Goûter l’harmonie du chaos
Par Licia Demuro
Peintre du noir et du blanc, Paolo Boosten a adopté les “quatre trésors du lettré” chinois: l’encre, le pinceau, le papier et la pierre à encre. Avec ces outils épurés et naturels, faits de suie, d’eau, de végétaux et de poils d’animaux, il donne vie à un vocabulaire visuel foisonnant, composé de motifs figuratifs monumentaux et densément imbriqués.
Sensible à la lumière qui se dégage de la blancheur du papier, l’artiste développe une pratique fondée sur une dialectique du contraste où la matérialité de l’œuvre vient résonner avec le sujet représenté.
Il élabore ainsi une gamme de noirceurs dont les intensités varient du gris clair au noir poix pour venir déposer ensuite, dans un geste précis et maîtrisé, la matière diluée sur son support posé à plat. Dans cet espace-temps du dessin, il procède par strates, du plus clair au plus foncé, jusqu’à ce que les formes prennent vie et émergent depuis les profondeurs de la fibre végétale. Composées de la sorte, à la manière d’une calligraphie méditative, ses images livrent aux spectateurs une symbolique crue et ambivalente tirée du réel, que seuls l’imaginaire et le subconscient sont à même de déchiffrer. Parmi les figures récurrentes, d’innombrables silhouettes animales et humaines se déploient dans l’espace pictural sous un trait réaliste et harmonieux, donnant lieu à de véritables dramaturgies à l’ambiance apocalyptique dont l’issue s’avère toutefois incertaine. Représentés tantôt inertes ou dormants, tantôt souffrants et tendus, les corps se heurtent à des éléments hostiles, tels que des troncs aux branches épineuses ou des carcasses automobiles. Les symboles du progrès et de la puissance arborent un statut paradoxal : des sacs plastiques emprisonnés dans les arbres sont ballotés par le vent tandis que des voitures accidentées ou des chevaux échoués peuplent ses décors désenchantés. L’actualité et le flux d’images qui traversent la société contemporaine participent indirectement à nourrir son répertoire formel. Entre les lignes plus ou moins épaisses et les tâches d’encre, on reconnaît des scènes de chasse à la glu ou d’élevage intensif, des paysages catastrophés ou des vues stellaires façonnées par les satellites “starlink” d’Elon Musk. Montrées à la manière de prises de vue cinématographiques, ces scènes font glisser l’œil à l’intérieur de perspectives pivotantes où le hors champs interfère constamment avec le plan principal, en créant un jeu de profondeurs divergentes et entremêlées qui s’amuse du confort troublé du regard.

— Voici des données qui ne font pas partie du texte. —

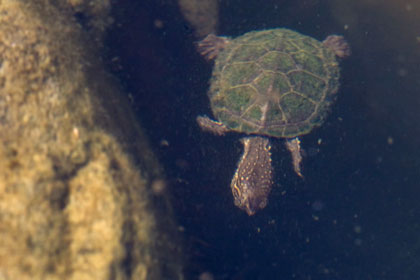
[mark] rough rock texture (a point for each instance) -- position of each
(72, 204)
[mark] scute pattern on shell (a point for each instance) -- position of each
(273, 82)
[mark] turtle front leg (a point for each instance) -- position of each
(338, 45)
(253, 177)
(210, 46)
(293, 145)
(215, 127)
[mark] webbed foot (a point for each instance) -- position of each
(293, 145)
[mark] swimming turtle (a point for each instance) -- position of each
(269, 83)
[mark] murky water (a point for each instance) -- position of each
(355, 215)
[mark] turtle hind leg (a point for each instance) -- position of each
(215, 127)
(210, 46)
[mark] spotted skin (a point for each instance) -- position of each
(253, 178)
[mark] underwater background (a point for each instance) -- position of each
(355, 215)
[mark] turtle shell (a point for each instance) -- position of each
(273, 82)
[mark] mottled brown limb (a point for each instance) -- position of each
(210, 46)
(207, 124)
(338, 45)
(293, 145)
(253, 177)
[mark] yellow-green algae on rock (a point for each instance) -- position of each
(72, 204)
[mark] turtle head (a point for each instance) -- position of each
(248, 197)
(252, 181)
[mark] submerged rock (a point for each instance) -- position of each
(72, 203)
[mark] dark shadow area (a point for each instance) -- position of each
(351, 217)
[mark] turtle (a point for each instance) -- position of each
(273, 83)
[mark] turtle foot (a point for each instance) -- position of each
(207, 124)
(338, 45)
(293, 145)
(210, 46)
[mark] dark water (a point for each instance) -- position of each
(356, 213)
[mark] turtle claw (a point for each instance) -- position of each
(338, 45)
(210, 46)
(207, 124)
(293, 145)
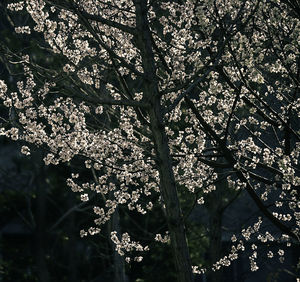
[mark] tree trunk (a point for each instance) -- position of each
(170, 198)
(167, 180)
(40, 234)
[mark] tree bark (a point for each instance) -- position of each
(40, 234)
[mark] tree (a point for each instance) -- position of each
(157, 96)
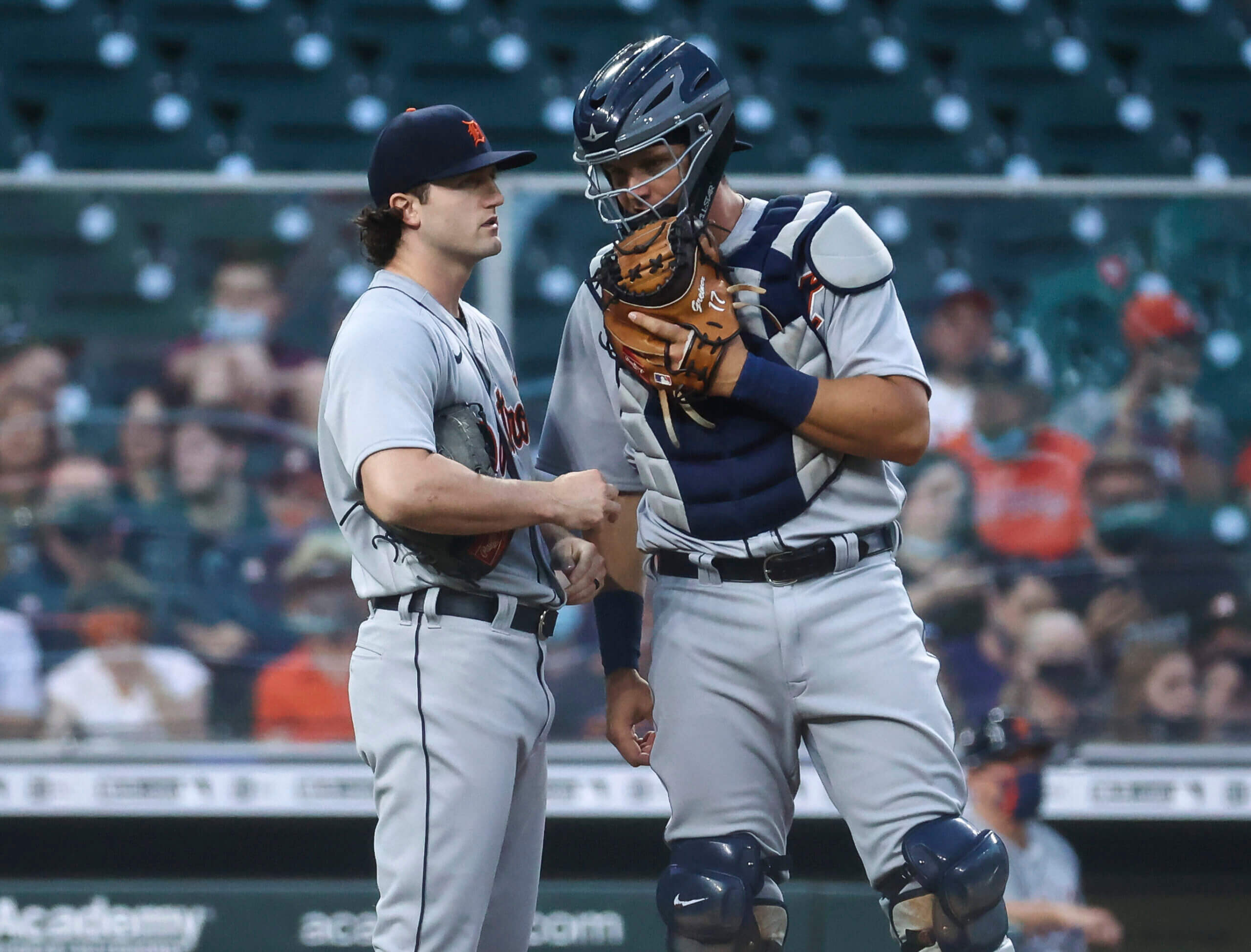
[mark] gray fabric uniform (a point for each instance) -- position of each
(1045, 868)
(452, 715)
(742, 671)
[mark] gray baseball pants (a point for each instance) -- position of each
(452, 716)
(743, 671)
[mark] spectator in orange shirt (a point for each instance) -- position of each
(303, 696)
(1156, 406)
(1028, 477)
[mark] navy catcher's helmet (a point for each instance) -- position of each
(661, 90)
(1001, 737)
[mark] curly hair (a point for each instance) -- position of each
(382, 228)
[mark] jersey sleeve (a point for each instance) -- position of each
(582, 428)
(867, 335)
(386, 378)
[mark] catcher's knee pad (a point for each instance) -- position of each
(950, 890)
(720, 895)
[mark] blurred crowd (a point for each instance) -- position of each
(1080, 560)
(169, 567)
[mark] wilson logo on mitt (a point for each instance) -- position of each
(671, 272)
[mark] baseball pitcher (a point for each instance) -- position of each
(463, 556)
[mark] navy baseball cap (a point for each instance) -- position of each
(423, 146)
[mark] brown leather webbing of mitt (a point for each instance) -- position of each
(671, 272)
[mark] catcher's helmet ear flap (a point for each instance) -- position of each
(653, 92)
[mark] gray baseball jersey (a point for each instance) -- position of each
(398, 358)
(742, 671)
(451, 714)
(1045, 868)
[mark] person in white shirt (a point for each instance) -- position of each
(1046, 910)
(123, 687)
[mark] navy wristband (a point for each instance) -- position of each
(780, 391)
(620, 621)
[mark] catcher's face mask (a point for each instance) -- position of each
(675, 202)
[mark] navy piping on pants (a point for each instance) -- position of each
(426, 754)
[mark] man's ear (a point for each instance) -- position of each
(410, 209)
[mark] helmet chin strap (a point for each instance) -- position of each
(705, 190)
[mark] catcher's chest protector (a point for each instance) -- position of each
(747, 473)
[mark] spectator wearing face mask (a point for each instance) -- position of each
(143, 447)
(1055, 678)
(237, 362)
(1002, 761)
(1155, 406)
(81, 547)
(1225, 654)
(1156, 696)
(976, 668)
(937, 557)
(303, 696)
(1028, 476)
(956, 338)
(119, 686)
(1139, 565)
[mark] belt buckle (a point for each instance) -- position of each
(769, 576)
(543, 614)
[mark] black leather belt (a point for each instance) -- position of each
(791, 566)
(482, 608)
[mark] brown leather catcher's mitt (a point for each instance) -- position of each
(669, 271)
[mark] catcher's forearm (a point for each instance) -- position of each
(618, 543)
(871, 417)
(432, 493)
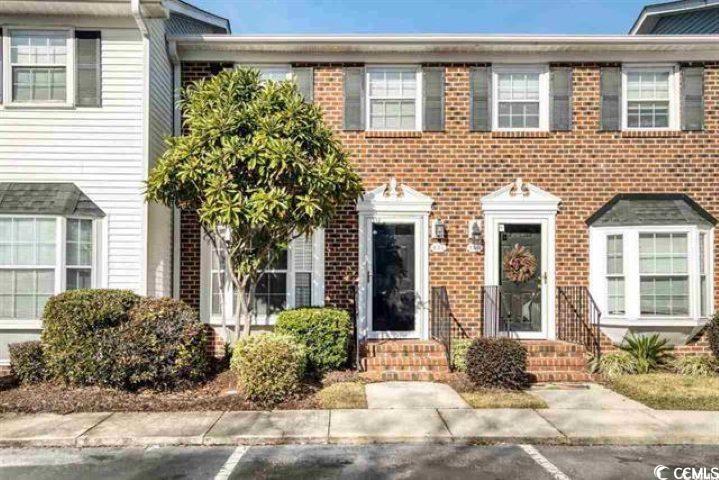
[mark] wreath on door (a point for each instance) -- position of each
(519, 264)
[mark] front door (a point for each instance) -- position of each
(520, 280)
(393, 302)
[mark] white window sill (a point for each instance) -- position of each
(653, 322)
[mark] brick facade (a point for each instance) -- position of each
(584, 167)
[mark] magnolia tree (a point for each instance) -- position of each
(259, 167)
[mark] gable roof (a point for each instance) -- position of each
(679, 17)
(64, 199)
(628, 209)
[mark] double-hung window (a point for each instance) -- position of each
(394, 98)
(649, 98)
(521, 97)
(293, 279)
(31, 262)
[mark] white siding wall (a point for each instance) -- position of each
(100, 150)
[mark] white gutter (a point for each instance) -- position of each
(139, 18)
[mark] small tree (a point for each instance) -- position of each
(259, 167)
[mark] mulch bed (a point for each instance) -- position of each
(211, 395)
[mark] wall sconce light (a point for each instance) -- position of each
(439, 235)
(475, 236)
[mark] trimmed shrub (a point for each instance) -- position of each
(696, 365)
(27, 362)
(614, 364)
(77, 347)
(459, 354)
(713, 334)
(163, 345)
(326, 332)
(497, 363)
(649, 352)
(269, 367)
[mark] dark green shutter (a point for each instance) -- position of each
(560, 97)
(88, 77)
(304, 76)
(433, 92)
(692, 98)
(354, 98)
(610, 87)
(480, 99)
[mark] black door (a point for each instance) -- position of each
(521, 301)
(393, 288)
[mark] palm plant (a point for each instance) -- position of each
(649, 352)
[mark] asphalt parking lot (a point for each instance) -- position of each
(354, 462)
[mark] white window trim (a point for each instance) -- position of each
(60, 267)
(418, 102)
(8, 101)
(632, 316)
(543, 71)
(674, 94)
(318, 282)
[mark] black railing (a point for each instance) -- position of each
(440, 320)
(578, 318)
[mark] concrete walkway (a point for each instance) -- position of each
(379, 425)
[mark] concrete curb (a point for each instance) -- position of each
(358, 427)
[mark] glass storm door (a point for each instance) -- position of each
(521, 301)
(393, 303)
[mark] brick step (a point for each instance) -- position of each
(555, 376)
(406, 361)
(412, 376)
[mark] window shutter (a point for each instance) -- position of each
(433, 92)
(354, 98)
(610, 86)
(560, 98)
(480, 100)
(88, 81)
(692, 107)
(304, 76)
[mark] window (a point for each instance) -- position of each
(615, 275)
(520, 98)
(663, 269)
(30, 270)
(38, 64)
(649, 98)
(393, 98)
(288, 283)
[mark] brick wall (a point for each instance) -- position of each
(584, 167)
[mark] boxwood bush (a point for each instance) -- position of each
(326, 332)
(497, 363)
(269, 367)
(115, 338)
(27, 362)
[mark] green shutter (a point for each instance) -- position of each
(480, 99)
(354, 98)
(610, 86)
(304, 76)
(560, 97)
(88, 78)
(433, 93)
(692, 108)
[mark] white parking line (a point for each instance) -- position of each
(542, 461)
(231, 463)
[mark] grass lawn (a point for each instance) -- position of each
(342, 395)
(669, 391)
(502, 399)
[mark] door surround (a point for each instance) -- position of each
(524, 203)
(393, 203)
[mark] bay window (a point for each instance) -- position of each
(294, 279)
(37, 262)
(393, 98)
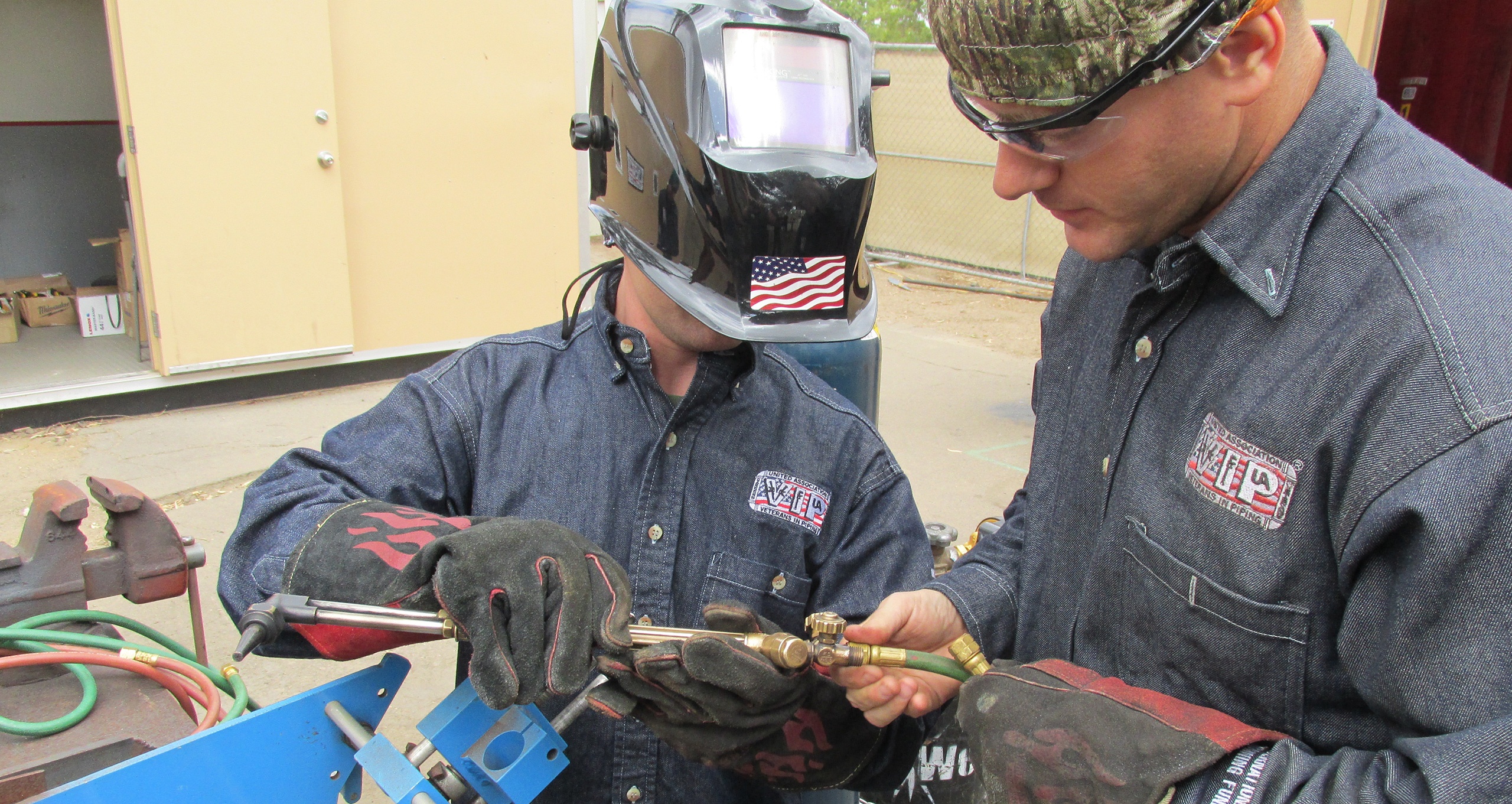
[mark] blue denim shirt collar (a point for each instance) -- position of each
(1259, 242)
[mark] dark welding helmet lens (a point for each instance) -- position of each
(734, 162)
(788, 90)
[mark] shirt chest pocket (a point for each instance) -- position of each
(1175, 629)
(776, 593)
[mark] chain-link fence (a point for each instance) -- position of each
(935, 180)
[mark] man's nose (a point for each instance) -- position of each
(1019, 172)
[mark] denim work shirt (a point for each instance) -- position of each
(1272, 463)
(581, 434)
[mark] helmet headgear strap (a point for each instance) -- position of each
(592, 275)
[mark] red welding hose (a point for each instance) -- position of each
(185, 692)
(212, 696)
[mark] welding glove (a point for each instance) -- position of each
(725, 705)
(1054, 730)
(533, 597)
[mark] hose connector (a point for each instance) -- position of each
(968, 653)
(132, 655)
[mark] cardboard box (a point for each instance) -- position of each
(99, 312)
(125, 280)
(6, 320)
(55, 310)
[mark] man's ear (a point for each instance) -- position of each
(1249, 61)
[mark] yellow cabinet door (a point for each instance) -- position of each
(236, 182)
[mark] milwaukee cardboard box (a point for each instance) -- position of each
(43, 301)
(6, 320)
(99, 312)
(125, 282)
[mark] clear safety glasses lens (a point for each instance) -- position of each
(788, 90)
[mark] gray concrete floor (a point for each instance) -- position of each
(953, 410)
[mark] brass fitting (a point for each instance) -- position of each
(825, 626)
(150, 659)
(785, 650)
(968, 653)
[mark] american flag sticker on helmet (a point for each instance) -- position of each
(790, 499)
(1242, 477)
(797, 283)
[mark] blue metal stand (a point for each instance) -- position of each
(288, 751)
(300, 751)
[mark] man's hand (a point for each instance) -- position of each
(923, 620)
(728, 706)
(533, 596)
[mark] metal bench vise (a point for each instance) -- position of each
(50, 569)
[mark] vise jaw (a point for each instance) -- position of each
(50, 570)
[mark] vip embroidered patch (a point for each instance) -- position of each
(790, 499)
(1242, 477)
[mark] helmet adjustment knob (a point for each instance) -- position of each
(592, 132)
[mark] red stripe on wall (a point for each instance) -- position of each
(60, 123)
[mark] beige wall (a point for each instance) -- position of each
(1357, 20)
(460, 188)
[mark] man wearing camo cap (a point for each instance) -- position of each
(1265, 543)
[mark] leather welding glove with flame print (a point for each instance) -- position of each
(728, 706)
(533, 597)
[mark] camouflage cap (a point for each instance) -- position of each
(1063, 52)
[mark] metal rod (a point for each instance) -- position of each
(357, 734)
(406, 624)
(421, 753)
(197, 619)
(578, 706)
(927, 158)
(994, 291)
(983, 274)
(649, 635)
(382, 611)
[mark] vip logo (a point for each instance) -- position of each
(790, 499)
(1242, 477)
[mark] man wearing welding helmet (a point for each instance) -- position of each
(1262, 554)
(647, 460)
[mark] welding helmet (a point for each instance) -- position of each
(731, 159)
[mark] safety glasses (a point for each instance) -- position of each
(1083, 129)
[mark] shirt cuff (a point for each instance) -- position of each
(985, 602)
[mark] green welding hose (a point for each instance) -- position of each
(88, 640)
(239, 697)
(29, 637)
(930, 662)
(41, 729)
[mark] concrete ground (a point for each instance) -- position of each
(954, 410)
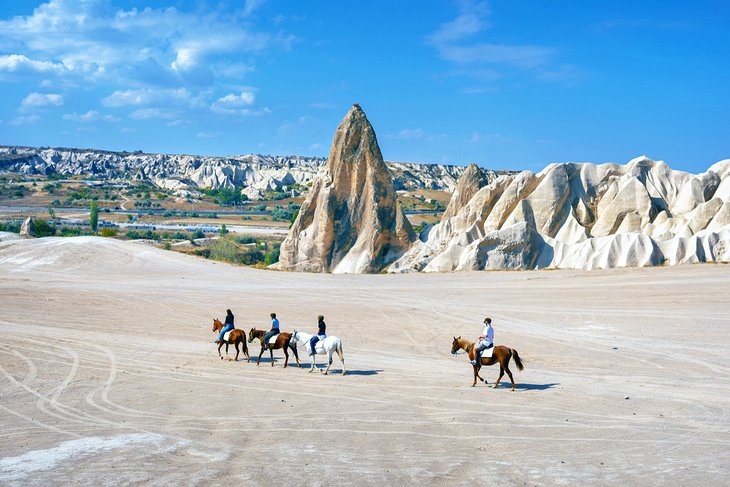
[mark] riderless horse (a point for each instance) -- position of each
(235, 337)
(500, 354)
(329, 345)
(282, 340)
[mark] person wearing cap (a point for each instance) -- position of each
(485, 341)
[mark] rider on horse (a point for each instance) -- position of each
(485, 341)
(321, 334)
(228, 326)
(274, 331)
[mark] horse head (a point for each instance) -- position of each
(455, 345)
(217, 325)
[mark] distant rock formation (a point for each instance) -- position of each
(583, 216)
(351, 221)
(27, 229)
(185, 173)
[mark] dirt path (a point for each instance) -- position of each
(108, 371)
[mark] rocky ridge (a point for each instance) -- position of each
(182, 173)
(351, 221)
(582, 216)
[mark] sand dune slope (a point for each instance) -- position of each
(108, 374)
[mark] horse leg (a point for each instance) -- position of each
(501, 373)
(342, 359)
(260, 354)
(509, 373)
(314, 356)
(329, 364)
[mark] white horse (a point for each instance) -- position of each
(329, 345)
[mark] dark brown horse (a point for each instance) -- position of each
(283, 341)
(500, 354)
(234, 338)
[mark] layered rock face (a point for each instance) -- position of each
(351, 221)
(583, 216)
(254, 173)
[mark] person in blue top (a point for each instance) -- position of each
(228, 325)
(485, 341)
(321, 334)
(274, 331)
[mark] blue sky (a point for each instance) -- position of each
(509, 85)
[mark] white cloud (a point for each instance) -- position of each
(19, 62)
(97, 41)
(237, 104)
(25, 120)
(90, 116)
(147, 96)
(39, 100)
(252, 5)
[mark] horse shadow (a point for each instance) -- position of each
(337, 370)
(532, 387)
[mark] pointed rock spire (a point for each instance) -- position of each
(351, 222)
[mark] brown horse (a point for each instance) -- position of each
(283, 341)
(234, 338)
(500, 354)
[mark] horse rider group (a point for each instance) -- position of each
(275, 330)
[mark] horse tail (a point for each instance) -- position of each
(518, 361)
(339, 350)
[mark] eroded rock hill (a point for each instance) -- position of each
(351, 221)
(583, 216)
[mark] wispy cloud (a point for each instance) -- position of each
(25, 120)
(19, 63)
(39, 100)
(461, 42)
(90, 116)
(237, 104)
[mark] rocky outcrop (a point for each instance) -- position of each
(186, 173)
(583, 216)
(351, 221)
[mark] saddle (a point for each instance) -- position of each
(487, 352)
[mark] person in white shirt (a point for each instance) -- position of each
(486, 340)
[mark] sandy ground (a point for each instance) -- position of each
(108, 374)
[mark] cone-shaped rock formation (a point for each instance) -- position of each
(351, 221)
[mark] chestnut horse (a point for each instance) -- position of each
(282, 340)
(234, 338)
(500, 354)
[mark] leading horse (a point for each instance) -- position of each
(330, 345)
(500, 354)
(235, 337)
(282, 340)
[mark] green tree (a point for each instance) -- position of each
(94, 217)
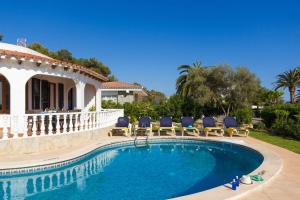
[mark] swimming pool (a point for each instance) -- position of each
(160, 169)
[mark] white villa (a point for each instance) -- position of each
(121, 92)
(43, 96)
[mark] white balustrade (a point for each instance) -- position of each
(42, 125)
(38, 125)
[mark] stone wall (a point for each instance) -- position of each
(46, 144)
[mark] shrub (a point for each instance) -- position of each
(269, 116)
(259, 126)
(284, 119)
(244, 115)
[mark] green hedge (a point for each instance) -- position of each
(244, 115)
(283, 119)
(268, 114)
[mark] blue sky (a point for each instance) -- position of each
(144, 41)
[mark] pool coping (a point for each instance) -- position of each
(272, 164)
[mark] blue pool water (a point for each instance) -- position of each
(160, 170)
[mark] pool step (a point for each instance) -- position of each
(141, 142)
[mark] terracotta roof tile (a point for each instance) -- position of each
(119, 85)
(52, 61)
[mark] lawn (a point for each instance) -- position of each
(290, 144)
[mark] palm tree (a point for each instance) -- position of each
(289, 79)
(183, 83)
(298, 96)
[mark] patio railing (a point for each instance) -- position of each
(36, 125)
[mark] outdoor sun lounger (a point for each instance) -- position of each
(165, 124)
(187, 124)
(209, 126)
(144, 126)
(122, 126)
(232, 127)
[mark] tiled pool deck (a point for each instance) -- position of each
(282, 168)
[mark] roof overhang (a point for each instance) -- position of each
(53, 63)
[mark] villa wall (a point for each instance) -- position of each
(18, 74)
(89, 96)
(118, 96)
(46, 144)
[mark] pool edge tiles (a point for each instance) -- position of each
(102, 147)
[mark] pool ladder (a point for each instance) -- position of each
(141, 143)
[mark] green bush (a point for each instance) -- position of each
(283, 119)
(243, 115)
(259, 126)
(268, 114)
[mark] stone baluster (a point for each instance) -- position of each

Alors que la technique s’ancre dans les arts asiatiques, le style, les poses et les compositions sont, quant à elles, amplement inspirées par l’histoire de la peinture occidentale que l’artiste observe depuis son enfance, baignée dans l’atelier de son père, peintre lui aussi. Fasciné autant par les peintures rupestres découvertes dans les grottes préhistoriques que par les maîtres figuratifs de l’Art Moderne, il navigue entre l’expression existentialiste des premières et l’audace stylistique des seconds. Les deux sont savamment alliés pour donner à voir la réalité dans toute sa brutalité, sans fioritures, et dans la démesure de son dénouement souvent absurde.
Chaque élément représenté semble participer à l’écriture d’une mythologie contemporaine où les allégories d’injustice et de violence se confondent avec celles de poésie et de beauté dans un dialogue à la tonalité mélancolique. Par ses compositions métaphoriques, Paolo Boosten livre une vision du monde actuel qui, tout en lui étant propre, révèle de drastiques vérités universelles.